Ongoing effects of record inflation: Inflation also remains a key theme. Indeed, US PPI rose by a record amount in the month of July (7.8% over 12 months), while US CPI rose at a 13-year record in June, and then again in July. However, over a third of the rise in CPI was due to the increased cost of used cars, itself a result of supply-chain bottlenecks caused by Covid-19 and the Q1 Suez Canal blockage. These backlogs are expected to clear later in the year, limiting further rises in inflation. Investors have increasingly looked to credit and fixed income hedge funds for protection against these headwinds.
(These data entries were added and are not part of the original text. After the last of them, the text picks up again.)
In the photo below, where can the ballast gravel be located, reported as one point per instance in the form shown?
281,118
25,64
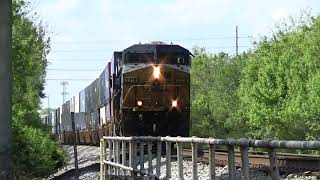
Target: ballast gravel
88,155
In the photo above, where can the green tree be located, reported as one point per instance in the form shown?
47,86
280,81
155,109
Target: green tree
214,84
35,153
280,84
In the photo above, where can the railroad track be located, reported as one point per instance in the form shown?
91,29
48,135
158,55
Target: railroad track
288,163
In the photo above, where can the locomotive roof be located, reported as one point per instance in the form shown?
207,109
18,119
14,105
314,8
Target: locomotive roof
156,48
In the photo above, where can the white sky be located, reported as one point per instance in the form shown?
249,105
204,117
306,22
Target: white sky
85,33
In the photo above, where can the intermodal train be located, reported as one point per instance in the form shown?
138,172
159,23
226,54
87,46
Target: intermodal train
144,90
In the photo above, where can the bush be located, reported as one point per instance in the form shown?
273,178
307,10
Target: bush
34,152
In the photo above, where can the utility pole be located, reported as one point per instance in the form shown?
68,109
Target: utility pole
5,89
64,90
237,37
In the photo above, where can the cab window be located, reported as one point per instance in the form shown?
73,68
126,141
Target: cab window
180,59
139,58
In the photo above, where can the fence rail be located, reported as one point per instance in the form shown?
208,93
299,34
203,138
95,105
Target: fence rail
117,163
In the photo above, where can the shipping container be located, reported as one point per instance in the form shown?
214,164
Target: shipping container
103,115
58,116
92,96
72,104
79,119
77,104
66,117
53,122
82,99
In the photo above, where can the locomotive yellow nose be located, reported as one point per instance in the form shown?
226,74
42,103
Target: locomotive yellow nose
156,72
174,103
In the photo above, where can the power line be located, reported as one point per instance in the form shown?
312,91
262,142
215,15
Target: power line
83,60
64,90
185,39
74,69
69,79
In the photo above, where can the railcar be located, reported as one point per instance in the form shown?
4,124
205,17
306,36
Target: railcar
144,90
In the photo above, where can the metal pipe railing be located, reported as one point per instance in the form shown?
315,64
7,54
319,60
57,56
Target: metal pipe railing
112,164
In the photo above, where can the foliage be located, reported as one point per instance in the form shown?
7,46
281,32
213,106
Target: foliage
215,80
280,84
35,152
272,91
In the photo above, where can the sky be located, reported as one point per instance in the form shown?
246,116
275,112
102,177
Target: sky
85,33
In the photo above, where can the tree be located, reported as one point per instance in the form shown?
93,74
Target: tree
214,84
279,91
35,153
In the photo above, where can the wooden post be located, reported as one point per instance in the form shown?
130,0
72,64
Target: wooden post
110,157
231,163
141,156
194,161
245,162
75,153
117,156
149,157
168,160
212,162
102,158
274,165
158,163
124,155
180,160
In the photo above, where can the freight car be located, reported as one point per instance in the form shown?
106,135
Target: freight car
144,90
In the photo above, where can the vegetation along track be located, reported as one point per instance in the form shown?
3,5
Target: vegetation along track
288,163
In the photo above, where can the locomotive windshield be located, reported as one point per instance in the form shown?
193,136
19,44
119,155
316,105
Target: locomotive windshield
139,58
163,58
181,59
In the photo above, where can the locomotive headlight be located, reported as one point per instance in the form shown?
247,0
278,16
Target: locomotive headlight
156,72
174,103
139,103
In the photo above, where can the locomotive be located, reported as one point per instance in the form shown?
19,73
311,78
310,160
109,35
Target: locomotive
144,90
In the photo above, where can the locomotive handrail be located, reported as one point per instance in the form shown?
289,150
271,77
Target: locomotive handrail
112,164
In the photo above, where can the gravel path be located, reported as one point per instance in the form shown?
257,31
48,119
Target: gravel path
88,155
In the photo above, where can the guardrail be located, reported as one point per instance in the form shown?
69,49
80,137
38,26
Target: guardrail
116,162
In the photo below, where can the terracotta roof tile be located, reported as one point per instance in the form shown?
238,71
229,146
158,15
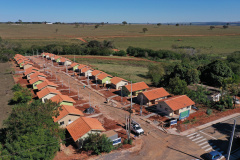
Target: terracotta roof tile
178,102
116,80
60,98
137,86
37,79
66,110
155,93
74,64
30,70
103,75
82,66
37,74
44,84
82,126
86,69
47,91
96,72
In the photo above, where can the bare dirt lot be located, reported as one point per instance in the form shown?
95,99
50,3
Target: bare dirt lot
6,83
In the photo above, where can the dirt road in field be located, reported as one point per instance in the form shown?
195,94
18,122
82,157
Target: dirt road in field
6,83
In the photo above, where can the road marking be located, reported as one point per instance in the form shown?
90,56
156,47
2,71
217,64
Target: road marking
191,134
197,138
194,136
209,135
202,143
201,140
208,149
206,146
222,137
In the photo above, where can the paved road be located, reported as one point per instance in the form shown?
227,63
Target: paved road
156,144
216,137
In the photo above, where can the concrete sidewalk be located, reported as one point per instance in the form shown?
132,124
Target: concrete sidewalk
192,130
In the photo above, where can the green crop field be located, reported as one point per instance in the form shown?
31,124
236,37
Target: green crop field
204,40
127,69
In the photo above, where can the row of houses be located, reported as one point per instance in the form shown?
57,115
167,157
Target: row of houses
170,106
69,117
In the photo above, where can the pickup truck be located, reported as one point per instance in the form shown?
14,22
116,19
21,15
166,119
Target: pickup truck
136,128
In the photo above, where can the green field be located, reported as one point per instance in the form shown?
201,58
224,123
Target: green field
133,70
204,40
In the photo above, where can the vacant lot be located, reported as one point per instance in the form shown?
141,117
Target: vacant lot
6,83
201,38
127,68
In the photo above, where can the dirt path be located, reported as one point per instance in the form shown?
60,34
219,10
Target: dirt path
6,83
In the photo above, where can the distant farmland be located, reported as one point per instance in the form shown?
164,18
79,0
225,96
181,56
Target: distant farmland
201,38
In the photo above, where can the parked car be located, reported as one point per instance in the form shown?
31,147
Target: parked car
136,128
214,155
194,107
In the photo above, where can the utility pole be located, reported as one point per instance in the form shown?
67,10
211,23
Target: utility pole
62,80
69,85
130,111
89,100
141,105
121,93
231,140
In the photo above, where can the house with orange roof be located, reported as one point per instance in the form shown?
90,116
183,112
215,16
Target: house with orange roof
95,73
30,71
80,129
176,106
151,97
47,93
117,82
74,66
87,71
37,80
136,88
104,78
27,65
46,84
37,74
63,100
80,67
67,115
55,58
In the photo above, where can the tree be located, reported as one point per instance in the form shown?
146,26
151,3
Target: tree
212,27
156,73
96,26
145,30
124,22
216,73
225,26
98,143
177,86
30,128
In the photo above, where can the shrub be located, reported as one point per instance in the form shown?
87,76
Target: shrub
209,111
130,141
125,141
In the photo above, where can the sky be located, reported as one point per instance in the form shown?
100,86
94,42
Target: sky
116,11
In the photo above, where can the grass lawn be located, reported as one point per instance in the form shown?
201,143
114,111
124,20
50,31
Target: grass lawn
208,41
130,70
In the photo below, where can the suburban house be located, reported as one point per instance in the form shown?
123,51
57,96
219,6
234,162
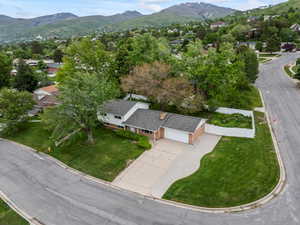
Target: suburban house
46,96
52,68
218,25
295,27
138,118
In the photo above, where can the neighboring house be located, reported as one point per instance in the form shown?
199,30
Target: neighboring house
46,96
218,25
249,44
253,19
52,68
269,17
295,27
136,117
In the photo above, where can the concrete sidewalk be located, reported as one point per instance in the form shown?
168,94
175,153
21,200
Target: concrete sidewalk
156,170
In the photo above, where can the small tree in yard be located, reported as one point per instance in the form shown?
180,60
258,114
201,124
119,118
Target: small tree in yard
259,46
81,97
25,79
14,106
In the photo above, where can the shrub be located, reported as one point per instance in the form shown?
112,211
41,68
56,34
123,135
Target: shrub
142,141
128,134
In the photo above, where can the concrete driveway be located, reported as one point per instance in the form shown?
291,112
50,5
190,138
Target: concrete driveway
156,170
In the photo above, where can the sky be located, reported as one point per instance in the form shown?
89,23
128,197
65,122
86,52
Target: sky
34,8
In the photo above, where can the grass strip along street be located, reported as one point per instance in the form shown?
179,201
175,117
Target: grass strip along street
238,171
10,217
105,159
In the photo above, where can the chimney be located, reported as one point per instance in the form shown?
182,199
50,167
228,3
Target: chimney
163,115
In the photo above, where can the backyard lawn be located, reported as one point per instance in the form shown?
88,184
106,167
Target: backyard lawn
268,55
238,171
104,160
10,217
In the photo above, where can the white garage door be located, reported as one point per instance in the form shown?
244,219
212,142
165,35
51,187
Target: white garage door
176,135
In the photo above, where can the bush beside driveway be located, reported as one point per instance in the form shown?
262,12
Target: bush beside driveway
238,171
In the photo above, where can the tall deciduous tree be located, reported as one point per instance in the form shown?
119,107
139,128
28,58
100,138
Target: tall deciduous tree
14,106
85,56
5,68
251,62
273,44
154,81
81,97
25,79
58,55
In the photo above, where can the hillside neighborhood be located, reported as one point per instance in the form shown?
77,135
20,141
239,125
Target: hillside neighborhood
134,119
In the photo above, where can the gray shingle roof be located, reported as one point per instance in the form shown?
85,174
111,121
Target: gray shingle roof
150,120
118,107
181,122
145,119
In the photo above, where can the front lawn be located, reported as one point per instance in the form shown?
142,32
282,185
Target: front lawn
231,120
268,55
105,159
287,70
238,171
10,217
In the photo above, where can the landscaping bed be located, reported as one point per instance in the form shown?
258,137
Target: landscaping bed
231,120
238,171
9,216
105,159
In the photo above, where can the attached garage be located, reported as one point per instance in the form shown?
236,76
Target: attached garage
176,135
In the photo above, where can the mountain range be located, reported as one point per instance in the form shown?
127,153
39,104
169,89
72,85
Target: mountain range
65,25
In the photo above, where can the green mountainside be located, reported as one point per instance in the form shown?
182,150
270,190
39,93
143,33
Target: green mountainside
279,8
21,29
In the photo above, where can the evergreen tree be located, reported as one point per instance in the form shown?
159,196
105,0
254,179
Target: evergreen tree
5,68
273,44
58,56
25,79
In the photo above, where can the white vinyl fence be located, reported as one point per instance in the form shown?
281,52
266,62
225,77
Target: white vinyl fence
232,132
136,97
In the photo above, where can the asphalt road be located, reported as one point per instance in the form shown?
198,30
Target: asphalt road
57,197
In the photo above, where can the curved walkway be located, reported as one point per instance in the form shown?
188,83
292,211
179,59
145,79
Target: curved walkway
53,195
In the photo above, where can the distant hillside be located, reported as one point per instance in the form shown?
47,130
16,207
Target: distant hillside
65,25
58,25
6,19
182,13
279,8
199,10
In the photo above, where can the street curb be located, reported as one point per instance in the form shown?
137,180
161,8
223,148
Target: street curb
258,203
292,79
30,220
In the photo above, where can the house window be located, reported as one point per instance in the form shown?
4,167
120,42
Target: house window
146,131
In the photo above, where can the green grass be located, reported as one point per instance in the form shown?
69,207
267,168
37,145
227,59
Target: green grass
268,55
287,70
263,60
105,159
238,171
10,217
232,120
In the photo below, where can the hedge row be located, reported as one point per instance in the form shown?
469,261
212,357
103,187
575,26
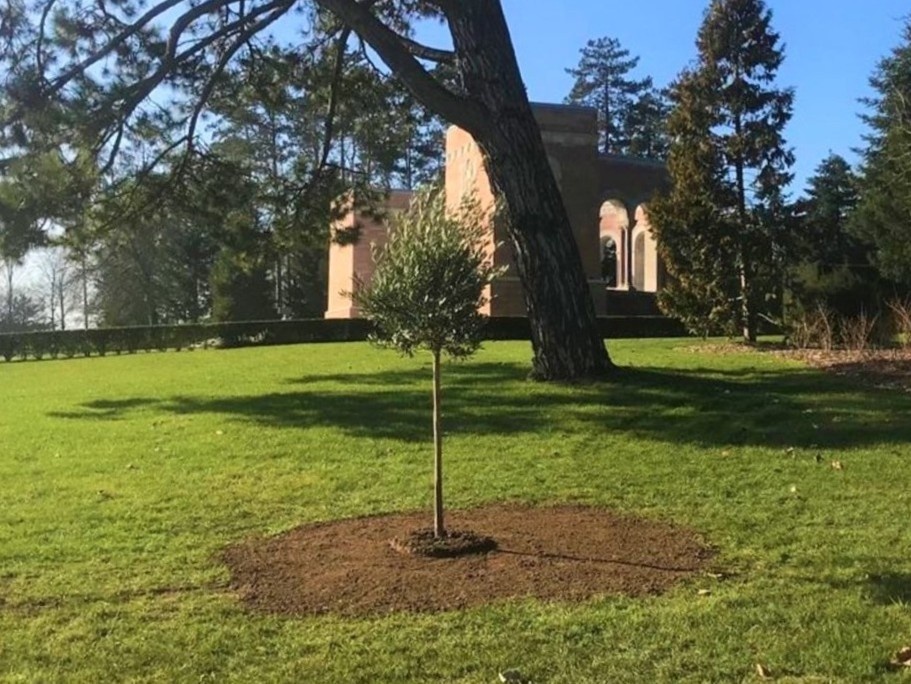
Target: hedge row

Credit and fixed income hedge funds attracted $4.2bn in inflows in July, bringing them to a net inflow of $1.5bn for the year. Meanwhile, in a recent survey conducted by HFM in collaboration with AIMA over a fifth of investors said they plan on increasing their allocation to credit and fixed income hedge fund strategies in H2 - an indication of investors' confidence in managers' ability to profit from the above trends. Credit and fixed income hedge funds racked up modest inflows from investors in 2020, a strong achievement in a year when the industry at large saw capital pulled. Managers pursuing credit and fixed income strategies have carried this momentum forward in 2021. Key to solidifying these gains will be successfully navigating inflationary pressures and their impact on US Treasuries in H2.

Opportunities for managers: This comes at a pivotal time for managers asinstitutional allocators increasingly look to rebalance their portfolios away from long-only fixed income, presenting credit and fixed income hedge funds with opportunities.